Python Fundamentals Tutorial: Advanced Types: Containers

5. Advanced Types: Containers

One of the great advantages of Python as a programming language is the ease with which it allows you to manipulate containers. Containers (or collections) are an integral part of the language and, as you’ll see, built in to the core of the language’s syntax. As a result, thinking in a Pythonic manner means thinking about containers.

5.1. Lists

The first container type that we will look at is the list. A list represents an ordered, mutable collection of objects. You can mix and match any type of object in a list, add to it and remove from it at will.

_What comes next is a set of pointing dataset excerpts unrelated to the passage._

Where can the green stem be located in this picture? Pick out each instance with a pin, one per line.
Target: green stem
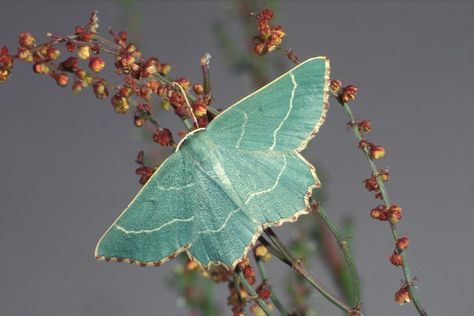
(300, 269)
(395, 234)
(252, 292)
(344, 245)
(273, 296)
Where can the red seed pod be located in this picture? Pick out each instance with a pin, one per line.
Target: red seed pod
(384, 174)
(348, 93)
(263, 291)
(26, 40)
(402, 243)
(396, 259)
(138, 121)
(163, 137)
(376, 152)
(146, 93)
(363, 144)
(184, 83)
(198, 88)
(371, 184)
(70, 46)
(199, 108)
(335, 86)
(120, 104)
(402, 296)
(364, 126)
(61, 79)
(4, 74)
(153, 85)
(100, 89)
(69, 64)
(77, 87)
(394, 214)
(53, 53)
(165, 69)
(260, 49)
(122, 35)
(96, 64)
(379, 213)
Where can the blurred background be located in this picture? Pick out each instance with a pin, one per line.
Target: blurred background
(67, 168)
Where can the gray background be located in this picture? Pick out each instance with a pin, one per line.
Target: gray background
(66, 162)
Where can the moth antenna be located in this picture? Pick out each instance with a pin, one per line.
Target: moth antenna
(187, 102)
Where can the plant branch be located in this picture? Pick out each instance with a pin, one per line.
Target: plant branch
(300, 269)
(252, 293)
(273, 296)
(393, 227)
(344, 246)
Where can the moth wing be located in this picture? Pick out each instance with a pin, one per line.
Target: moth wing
(158, 223)
(281, 116)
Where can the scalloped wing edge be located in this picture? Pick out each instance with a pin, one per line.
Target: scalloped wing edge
(185, 248)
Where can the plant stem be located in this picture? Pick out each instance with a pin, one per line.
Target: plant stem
(300, 269)
(252, 292)
(273, 296)
(344, 245)
(393, 227)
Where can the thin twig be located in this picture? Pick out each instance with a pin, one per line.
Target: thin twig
(393, 227)
(252, 293)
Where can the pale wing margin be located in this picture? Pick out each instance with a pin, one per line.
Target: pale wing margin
(282, 116)
(157, 225)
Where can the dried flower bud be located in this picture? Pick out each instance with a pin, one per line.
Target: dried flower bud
(263, 291)
(4, 74)
(24, 54)
(53, 53)
(83, 52)
(260, 49)
(394, 214)
(199, 108)
(145, 92)
(163, 137)
(402, 243)
(364, 126)
(379, 213)
(61, 79)
(402, 296)
(376, 152)
(335, 86)
(120, 104)
(396, 259)
(371, 184)
(77, 87)
(138, 121)
(260, 251)
(100, 89)
(348, 93)
(123, 35)
(96, 64)
(69, 64)
(165, 69)
(198, 88)
(184, 83)
(363, 144)
(384, 175)
(26, 40)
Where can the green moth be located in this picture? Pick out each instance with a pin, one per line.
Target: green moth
(226, 183)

Creating Empty Lists. To create an empty list, you can use empty square brackets or use the list() function with no arguments.

>>> l = []
>>> l
[]
>>> l = list()
>>> l
[]

Initializing Lists. You can initialize a list with content of any sort using the same square bracket notation. The list() function also takes an iterable as a single argument and returns a shallow copy of that iterable as a new list. A list is one such iterable as we’ll see soon, and we’ll see others later.

>>> l = ['a', 'b', 'c']
>>> l
['a', 'b', 'c']
>>> l2 = list(l)
>>> l2
['a', 'b', 'c']

A Python string is also a sequence of characters and can be treated as an iterable over those characters. Combined with the list() function, a new list of the characters can easily be generated.

>>> list('abcdef')
['a', 'b', 'c', 'd', 'e', 'f']

Adding. You can append to a list very easily (add to the end) or insert at an arbitrary index.

>>> l = []
>>> l.append('b')
>>> l.append('c')
>>> l.insert(0, 'a')
>>> l
['a', 'b', 'c']
[Note]Note

While inserting at position 0 will work, the underlying structure of a list is not optimized for this behavior. If you need to do it a lot, use collections.deque, which is optimized for this behavior (at the expense of some pointer overhead) and has an appendleft() function.

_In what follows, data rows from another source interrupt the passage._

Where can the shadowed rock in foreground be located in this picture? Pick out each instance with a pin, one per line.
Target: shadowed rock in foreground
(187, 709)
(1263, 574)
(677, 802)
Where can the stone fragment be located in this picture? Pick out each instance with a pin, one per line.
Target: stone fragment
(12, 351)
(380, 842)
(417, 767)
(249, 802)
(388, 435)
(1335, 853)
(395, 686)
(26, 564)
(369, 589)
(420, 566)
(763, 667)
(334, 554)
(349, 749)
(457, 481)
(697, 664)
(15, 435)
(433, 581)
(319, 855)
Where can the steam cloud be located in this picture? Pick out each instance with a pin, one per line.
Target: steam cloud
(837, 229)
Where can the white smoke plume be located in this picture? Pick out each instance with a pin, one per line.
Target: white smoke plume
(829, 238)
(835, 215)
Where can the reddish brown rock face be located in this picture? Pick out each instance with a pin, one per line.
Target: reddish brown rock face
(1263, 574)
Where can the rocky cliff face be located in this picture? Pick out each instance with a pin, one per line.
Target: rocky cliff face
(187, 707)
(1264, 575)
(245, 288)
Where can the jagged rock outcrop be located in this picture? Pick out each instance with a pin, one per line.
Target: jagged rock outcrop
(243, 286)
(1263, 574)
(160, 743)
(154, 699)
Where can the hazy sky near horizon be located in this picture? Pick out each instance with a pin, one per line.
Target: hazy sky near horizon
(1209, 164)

Iterating. Iterating over a list is very simple. All iterables in Python allow access to elements using the for ... in statement. In this structure, each element in the iterable is sequentially assigned to the "loop variable" for a single pass of the loop, during which the enclosed block is executed.

>>> for letter in l:
...     print letter,
...
a b c
[Note]Note

The print statement adds a newline character when called. Using a trailing "," in the print statement prevents a newline character from being automatically appended.

Iterating with whileIt is also possible to use a while loop for this iteration. A while loop is most commonly used to perform an iteration of unknown length, either checking a condition on each entry or using a break statement to exit when a condition is met.

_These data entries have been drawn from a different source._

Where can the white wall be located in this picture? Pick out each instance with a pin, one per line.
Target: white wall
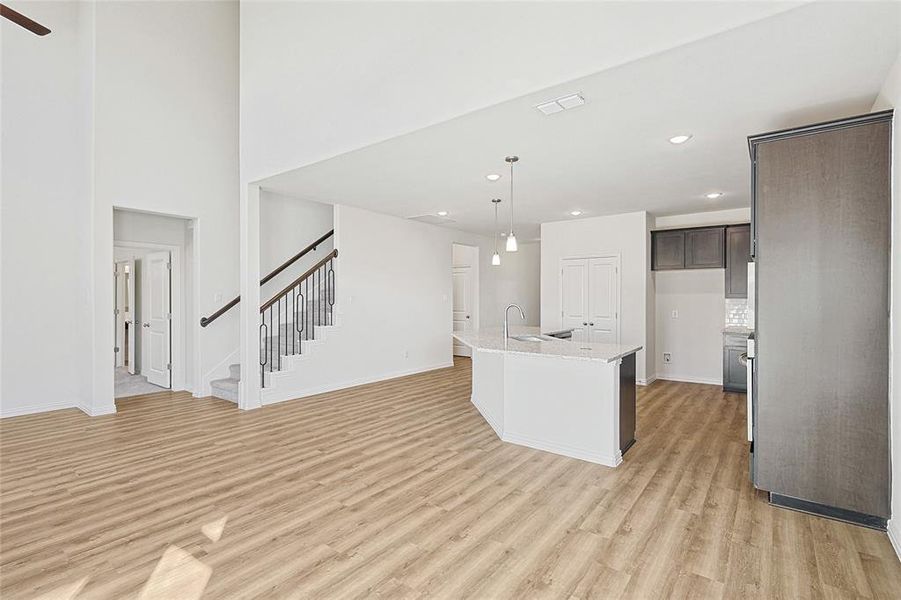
(518, 280)
(625, 235)
(46, 191)
(695, 338)
(287, 226)
(889, 97)
(166, 141)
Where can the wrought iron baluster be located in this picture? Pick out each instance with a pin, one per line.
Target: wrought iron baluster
(331, 291)
(264, 332)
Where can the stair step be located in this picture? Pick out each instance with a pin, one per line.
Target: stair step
(226, 389)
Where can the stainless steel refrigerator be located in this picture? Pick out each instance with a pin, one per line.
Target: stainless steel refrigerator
(821, 233)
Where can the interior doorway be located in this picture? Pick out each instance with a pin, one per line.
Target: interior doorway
(153, 291)
(465, 278)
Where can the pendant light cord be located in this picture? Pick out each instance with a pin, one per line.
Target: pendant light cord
(511, 197)
(495, 226)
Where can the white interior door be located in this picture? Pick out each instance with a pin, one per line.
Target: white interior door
(130, 319)
(603, 300)
(574, 297)
(156, 311)
(463, 303)
(119, 313)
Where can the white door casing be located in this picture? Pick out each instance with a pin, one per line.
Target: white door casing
(574, 298)
(603, 299)
(119, 312)
(156, 311)
(130, 312)
(463, 305)
(589, 298)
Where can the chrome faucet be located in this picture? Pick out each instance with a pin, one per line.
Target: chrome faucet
(522, 315)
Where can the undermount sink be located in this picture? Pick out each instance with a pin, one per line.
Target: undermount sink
(534, 338)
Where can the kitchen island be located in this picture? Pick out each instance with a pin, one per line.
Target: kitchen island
(570, 398)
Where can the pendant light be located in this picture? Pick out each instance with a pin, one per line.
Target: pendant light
(511, 239)
(495, 258)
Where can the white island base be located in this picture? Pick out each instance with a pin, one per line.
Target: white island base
(582, 408)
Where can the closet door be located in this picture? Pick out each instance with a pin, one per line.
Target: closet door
(603, 300)
(574, 298)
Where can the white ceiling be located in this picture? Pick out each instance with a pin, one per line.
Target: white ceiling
(813, 63)
(322, 78)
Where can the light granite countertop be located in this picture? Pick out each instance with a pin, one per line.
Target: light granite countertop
(492, 340)
(737, 330)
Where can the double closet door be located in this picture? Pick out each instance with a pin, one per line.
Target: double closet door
(590, 298)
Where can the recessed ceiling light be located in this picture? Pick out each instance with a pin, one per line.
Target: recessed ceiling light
(549, 108)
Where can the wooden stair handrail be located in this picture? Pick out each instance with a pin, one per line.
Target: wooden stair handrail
(204, 321)
(293, 284)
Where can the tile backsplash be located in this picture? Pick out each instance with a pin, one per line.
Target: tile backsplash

For the simplicity of the example, here we will use the list.pop() method to consume the list entries from the right.

>>> l = ['a', 'b', 'c']
>>> while len(l):
...     print l.pop(),
...
c b a

Iterating with an Index. In some instances, you will actually want to know the index of the item that you are accessing inside the for loop. You can handle this in a traditional form using the builtin len() and range() functions.

>>> len(l)
3
>>> range(3)
[0, 1, 2]

>>> for i in range(len(l)):
...     print i, l[i]
...
0 a
1 b
2 c

However, with a little more foundation, we will see a better way.

Access and Slicing. Accessing individual items in a list is very similar to accessing the elements of an array in many languages, often referred to as subscripting, or more accurately, using the subscript operator. One less common, but very useful addition, is the ability to use negative indexing, where alist[-1] returns the last element of alist. Note that 0 represents the first item in a list while -1 represents the last.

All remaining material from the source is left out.